Iran enjoyed a boom in oil prices in the decade to 2014. As oil money flowed, the government spent profligately. Petrodollars were used to hold rial’s value steady, pay subsidies on fuel and food staples, and embark on capital projects. To handle all the cash many banks were created, as the period also saw to deregulation in finance.
Furthermore, to enact fiscal and monetary policies without protest from the central bank, the CBI was brought ever closer under the president’s control, losing what little independence it had.
Central bank governors were swapped more often than engine oil in a car. The result was formation of credit institutions and banks that were fully independent from government oversight.
Sins of the Past
It did not take long for the consequences to catch up. Prompted by sanctions, Iran’s unit of value, rial, devalued by 70%, almost overnight in 2012.
As businesses went bust, dud loans piled up. The government also fell behind on its promises to contractors and had to borrow heavily from banks. The combination has left the financial system in ruin.

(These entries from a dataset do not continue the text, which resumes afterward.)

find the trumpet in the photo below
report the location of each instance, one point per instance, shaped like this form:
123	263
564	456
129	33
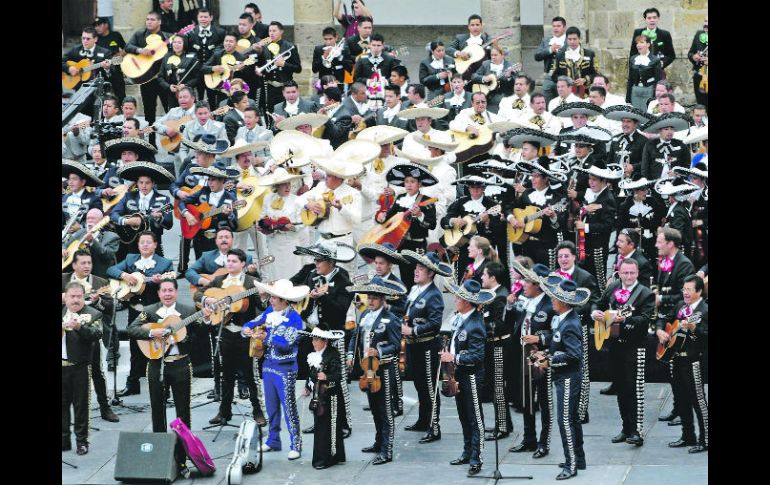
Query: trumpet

The government owes banks around $30 billion. Banks also have nearly $30 billion in bad loans, at least officially. Unofficially they have been shoving the dirt under the carpet.
About 75% of the $100 billion lent by banks last year was used to reschedule existing debt because debtors could not repay their loans. If you put the figures together, they are worth over 40% of GDP. Alarming?

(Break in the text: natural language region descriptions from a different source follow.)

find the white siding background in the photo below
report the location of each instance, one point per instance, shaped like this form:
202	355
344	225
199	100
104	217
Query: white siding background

The Good, the Bad and the Illegal
“Bank assets consist of borrowing to the government, overdue debt and investment in construction and housing. Not much is liquid,” Nili said.
The banks have been limping on by the grace of attracting deposits and borrowing from the central bank. They have been competing for them, driving up rates.
On paper, the central bank has capped deposit rates to 20%, but the actual cost of money is way higher. Consider that interbank borrowing rates are around 25% per year.
“Luring in deposits is only for the sake of survival and their repayment is impossible,” said Abdoh-Tabrizi.
Illegal credit institutions, which control a quarter of all the cash, are exacerbating the situation by beating the rates banks are offering. The central bank’s attempts to smoke them out have been futile.
Abdoh-Tabrizi says it’s the judiciary’s job to counter their actions. “Bad banks and good banks have to be discerned between, and illegal lenders punished.”
Costly Solutions
The situation needs containment, Nili believes.
There have been pushes to merge banks and raise their capital, but that could send financially sound banks down with the bad.
The high cost of borrowing is hurting everywhere. As interest rates remain prohibitively high, more businesses are going into default and more non-performing assets are piled up on bank balance sheets.
Also, as inflation drops further away from interest rates—inflation rate has declined from a peak of 45.1% to below 15%—investments other than bank deposits lose color and consumers opt for saving rather than spending.
So far, the government has been buying time. But as The Economist wrote recently: “Shoveling problems under the carpet does not get rid of them. Firms that ought to go bust stagger on; dud loans pile up on banks’ balance-sheets; excess capacity in sectors leads to dumping elsewhere. All this saps growth, but it also puts off the threat of a severe crisis.”
But real solutions require money the government does not have, at least for now. The release of Iran’s assets will give the government new teeth for the fight.
The debt has to be bought off by a debt restructuring company and then sold. There is a consensus on that, said Nili.
However, such a policy needs considerable resources.
“Some countries have set aside 20% of their GDP for this.”
Nili thinks over $30 billion are needed for this, at least.
“As long as the banks’ issue is unresolved and interest rates remain high, all other economic issues will remain unsolved,” said the presidential advisor.
With few options left, Abdoh-Tabrizi suggests, “Banks should maintain the status quo and add any earnings to their reserves.”